Pillburt is correct. He points out the fallacy in the "you're blaming everyone else" argument very well. A lot of men have figured out something was very, very wrong with their instruction and training about masculinity and about women. They've figured out that they got bad advice, or that they missed something, or that they didn't observe something that someone else observed. They then exchange information and ideas at online sites or elsewhere in a specific effort to identify the problem, isolate it within themselves, determine its causes, and take steps in their lives to correct it. So, they are doing exactly what the naysayers like pastorofmuppets say they should be doing -- finding out what was wrong and fixing it. Yet, pastorofmuppets claims these men are just searching for scapegoats, even though they are doing precisely what he claims they should be doing.

One of the reasons people like pastorofmuppets and other naysayers dissuade men away from trying to fix the problem and improve is a general sense that it's "unmasculine" for men to try to get information from online sources. Yet, there seems to be no difficulty with men discussing and gathering online information and knowledge on most other subjects: Christianity, "blue pill", paleo diet, auto repair, building an outdoor shed, and all manner of things. There are no shortages of Christian bloggers in and around the manosphere holding forth, day in and day out. One wonders why learning about masculinity should be any different, particularly when there are no other sources of information. Articles like why men can't get dates make the same point from another angle: most guys were never taught effective, reality-based social skills in the first place.

The “Sausagemaking” Problem

A closely related phenomenon is what I call the "sausagemaking" objection. People like to eat sausage. They like the way it tastes. But they get squeamish when the discussion and pictures turn to how sausage is made. And people certainly don't want to watch their sausage in the process of being made. So it seems to be with forming up and educating men. Everyone wants their men readymade and fixed up just right. They don't want to watch the process of creating a man.
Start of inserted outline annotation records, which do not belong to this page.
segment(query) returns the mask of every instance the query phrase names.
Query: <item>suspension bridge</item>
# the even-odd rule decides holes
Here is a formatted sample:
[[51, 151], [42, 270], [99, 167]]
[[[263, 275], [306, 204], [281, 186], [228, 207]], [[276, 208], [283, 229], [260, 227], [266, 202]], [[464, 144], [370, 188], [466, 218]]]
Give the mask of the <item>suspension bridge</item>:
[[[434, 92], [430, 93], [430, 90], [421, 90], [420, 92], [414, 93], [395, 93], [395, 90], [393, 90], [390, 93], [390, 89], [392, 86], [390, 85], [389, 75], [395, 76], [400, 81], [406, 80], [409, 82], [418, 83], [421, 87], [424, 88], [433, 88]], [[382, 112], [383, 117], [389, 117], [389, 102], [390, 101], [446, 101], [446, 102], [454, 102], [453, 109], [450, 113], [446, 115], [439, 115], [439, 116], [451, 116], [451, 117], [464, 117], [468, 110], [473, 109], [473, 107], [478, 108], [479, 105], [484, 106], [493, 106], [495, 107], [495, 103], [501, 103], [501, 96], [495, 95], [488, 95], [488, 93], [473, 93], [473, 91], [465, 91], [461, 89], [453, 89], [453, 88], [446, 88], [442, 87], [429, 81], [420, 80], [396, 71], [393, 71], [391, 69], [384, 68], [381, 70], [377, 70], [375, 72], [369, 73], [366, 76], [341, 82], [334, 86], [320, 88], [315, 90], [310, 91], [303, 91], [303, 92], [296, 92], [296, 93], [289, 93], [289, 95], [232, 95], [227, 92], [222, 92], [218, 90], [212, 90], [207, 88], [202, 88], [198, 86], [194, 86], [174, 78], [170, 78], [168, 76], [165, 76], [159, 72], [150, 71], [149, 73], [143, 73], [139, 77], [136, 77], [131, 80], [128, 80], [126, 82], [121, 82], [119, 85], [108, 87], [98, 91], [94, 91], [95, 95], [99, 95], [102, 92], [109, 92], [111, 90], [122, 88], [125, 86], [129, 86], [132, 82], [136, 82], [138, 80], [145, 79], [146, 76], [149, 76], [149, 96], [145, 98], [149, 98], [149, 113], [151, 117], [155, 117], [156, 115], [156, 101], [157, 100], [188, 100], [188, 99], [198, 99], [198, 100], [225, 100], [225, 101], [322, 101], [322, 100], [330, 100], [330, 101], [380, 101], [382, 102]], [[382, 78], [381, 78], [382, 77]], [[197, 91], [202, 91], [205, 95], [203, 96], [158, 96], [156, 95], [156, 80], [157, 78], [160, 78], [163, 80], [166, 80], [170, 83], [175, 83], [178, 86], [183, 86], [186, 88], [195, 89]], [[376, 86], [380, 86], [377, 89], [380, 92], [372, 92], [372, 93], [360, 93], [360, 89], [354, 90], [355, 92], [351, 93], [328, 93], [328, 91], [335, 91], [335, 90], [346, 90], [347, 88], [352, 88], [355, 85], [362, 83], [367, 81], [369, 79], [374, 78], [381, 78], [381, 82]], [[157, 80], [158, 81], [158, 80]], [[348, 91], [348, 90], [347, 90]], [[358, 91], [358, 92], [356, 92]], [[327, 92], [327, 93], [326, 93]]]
They don't want to see or hear about men unlearning the bad and learning the good. They don't want to hear men grappling with concepts or fumbling when they try. They don't want to observe the process of making a man; they want only the end result.

In a way it's understandable. This used to take place away from others' eyes. It now takes place in the open, in full view of many others --- as it must sometimes. The same people who mock that process will turn around and complain that modern men are weak, confused, or "beta", even as they ignore resources that spell out what needs to change, like breakdowns of things that make you beta in a relationship or practical pieces such as the poor man's guide to attraction that show exactly how different actions lead to different results.

Put Responsibility Where It Belongs

Don't listen to those who would shame you away from finding out what's really going on. Don't listen to the naysayers who claim you're just looking for someone to blame. Put responsibility where it lies, and move forward to correct the problem. The men who actually change their outcomes are the ones who stop defending old scripts, admit that what they were told didn’t work, and then do the uncomfortable work of learning new ways to relate, connect, and lead in their relationships.